Unwedded bliss

One of the founders of the Alternatives to Marriage Project talks about the deep-seated American fear that shacking up will lead to the fall of Western civilization.

Jan 10, 2003 | When the American Law Institute (ALI) released a 1,200-page report last month that effectively called for revolution in the legal consideration of marriage and family, Marshall Miller and Dorian Solot had a good laugh and a lusty cheer at their kitchen table in Boston.

As founders of the Alternatives to Marriage Project, which provides resources and information to unmarried couples, and themselves a happily unmarried couple, Miller and Solot had a very big win on their hands. The ALI, an influential group of lawyers and judges, had devoted 10 years to its report, and the document was widely expected to be a new guide for family lawyers and courts across the country. Not only did the report acknowledge that families and the people who head them have changed, it made specific recommendations for how to accommodate those changes in the practice of family law. If followed, the report's recommendations would radically alter the legal status of cohabiting couples, extending to them many of the same rights as married couples.

All of which made Miller and Solot, who co-wrote the book "Unmarried to Each Other," very happy. Presumably, the report also delighted the rest of America's 11 million cohabitating couples. Not so thrilled were conservatives and proponents of traditional "family values," who denounced the report as an assault on marriage, an institution currently being promoted by the government at great expense.

Marshall Miller, who, with Solot, has championed "unmarriage" for five years, spoke with Salon from his home office about the potential impact of the ALI report, the history of marriage in the United States, and the joys of planning your own commitment ceremony.

What was your initial response to the ALI report?

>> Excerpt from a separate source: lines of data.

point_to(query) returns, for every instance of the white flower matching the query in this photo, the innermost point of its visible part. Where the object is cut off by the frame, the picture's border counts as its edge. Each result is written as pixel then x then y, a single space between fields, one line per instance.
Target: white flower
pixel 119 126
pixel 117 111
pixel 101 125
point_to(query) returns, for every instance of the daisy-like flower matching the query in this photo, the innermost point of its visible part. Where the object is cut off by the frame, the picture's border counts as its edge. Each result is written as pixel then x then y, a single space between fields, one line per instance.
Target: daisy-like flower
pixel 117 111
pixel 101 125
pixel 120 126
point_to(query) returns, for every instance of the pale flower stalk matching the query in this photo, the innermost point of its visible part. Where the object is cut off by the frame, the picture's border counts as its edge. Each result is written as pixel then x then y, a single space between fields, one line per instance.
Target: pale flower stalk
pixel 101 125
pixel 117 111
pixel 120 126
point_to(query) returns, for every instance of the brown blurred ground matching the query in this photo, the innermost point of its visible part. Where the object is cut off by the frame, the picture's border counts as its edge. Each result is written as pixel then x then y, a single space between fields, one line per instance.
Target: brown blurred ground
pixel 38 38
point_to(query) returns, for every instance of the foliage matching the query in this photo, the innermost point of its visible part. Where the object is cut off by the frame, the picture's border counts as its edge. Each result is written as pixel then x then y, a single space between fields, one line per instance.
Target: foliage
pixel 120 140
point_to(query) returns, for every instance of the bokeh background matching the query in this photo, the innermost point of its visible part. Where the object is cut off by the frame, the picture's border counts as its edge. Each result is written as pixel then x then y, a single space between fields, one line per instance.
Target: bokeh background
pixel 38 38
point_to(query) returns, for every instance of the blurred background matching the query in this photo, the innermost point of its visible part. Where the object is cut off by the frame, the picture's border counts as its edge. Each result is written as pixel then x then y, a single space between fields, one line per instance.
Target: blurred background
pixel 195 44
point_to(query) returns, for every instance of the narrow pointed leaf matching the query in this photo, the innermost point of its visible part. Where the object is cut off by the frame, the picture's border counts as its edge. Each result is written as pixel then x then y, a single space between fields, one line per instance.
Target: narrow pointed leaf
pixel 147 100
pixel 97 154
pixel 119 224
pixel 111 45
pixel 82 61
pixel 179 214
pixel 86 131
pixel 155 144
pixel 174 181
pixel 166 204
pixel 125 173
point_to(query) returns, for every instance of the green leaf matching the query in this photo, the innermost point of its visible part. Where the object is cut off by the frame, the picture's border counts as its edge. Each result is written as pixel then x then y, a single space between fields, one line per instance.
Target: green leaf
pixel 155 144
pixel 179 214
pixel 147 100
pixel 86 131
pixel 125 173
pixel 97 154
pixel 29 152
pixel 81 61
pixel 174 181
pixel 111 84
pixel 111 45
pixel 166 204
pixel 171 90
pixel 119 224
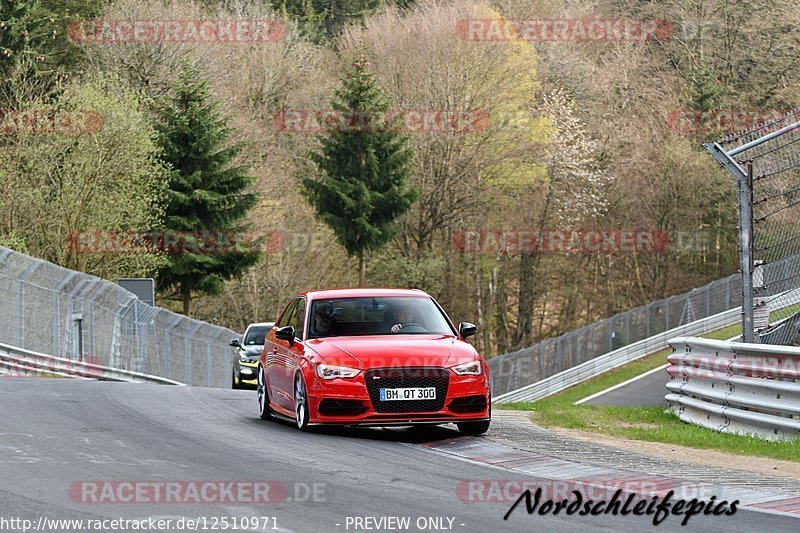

I sat down at our kitchen table to read the summary files of the report from Lexis-Nexis, and my partner Dorian was laughing, because I was cheering at each page. It's an impressive document, a decade in the making, written by people who have spent a lot of time studying family law and seeing firsthand what goes on in family court. These are people who really understand what's going on there. Like it or not, unmarried partners are in family court -- the divorce court judges who advised the report said that 20 percent of their caseloads are unmarried couples.

There's nothing new about informal unions -- relationships that aren't on file at City Hall. They've existed alongside formal marriage throughout history. What's new in only this last century (and I didn't realize this until I started reading the history) is the idea that what matters is the license -- whether or not people are legally married. Basically, before the Victorians in the 19th century, if you acted married, people treated you like other married couples. The focus often tended to be on the reality of day-to-day life. Who's putting the kids to bed, paying the bills, caring for the elderly?

The American Law Institute report is recommending a return to the kind of system that has existed in most of the world for most of history, a system where the focus is on treating people fairly based on the relationship and partnership they have, not based on formal marital status.

What do you think of the response to the report so far? Will it bring changes?

I'm excited by it -- front-page coverage in the New York Times, a big article in USA Today. I hope it sparks a serious national discussion about these issues not just in the news, but in the halls of justice and on the floor of Congress. There is every indication that unmarriage will only continue to increase, so it's about time we started talking about how the legal system can catch up.

After all, people who care about the well-being of families have had to consider the evidence: Nowadays most couples who are walking down the aisle are already sharing a home. There are 11 million people living together unmarried in the United States. And 40 percent of births to so-called single mothers are actually babies born to two-parent cohabiting families -- the mothers are single only in the legal sense.

One response to the evidence of tremendous growth in cohabitation would be to recognize unmarried partners as a constituency, listen to their needs thoughtfully, and give them the tools to help make their relationships successful, married or unmarried. That's at the heart of our work, and that approach is evident in the proposals of the American Law Institute.

The other possible response is to shut your eyes tight and wish that cohabitation would just go away, or direct all your energy into telling people how important marriage is. It's one thing to hear that from Jerry Falwell -- Dorian has had the pleasure of debating him on TV -- but it's quite another when that thinking is popular among those who have the president's ear as Ron Haskins does. He's a senior advisor for welfare policy in the Bush administration who recently told the Washington Times, "Cohabiting is a plague and we should do what we can do discourage it."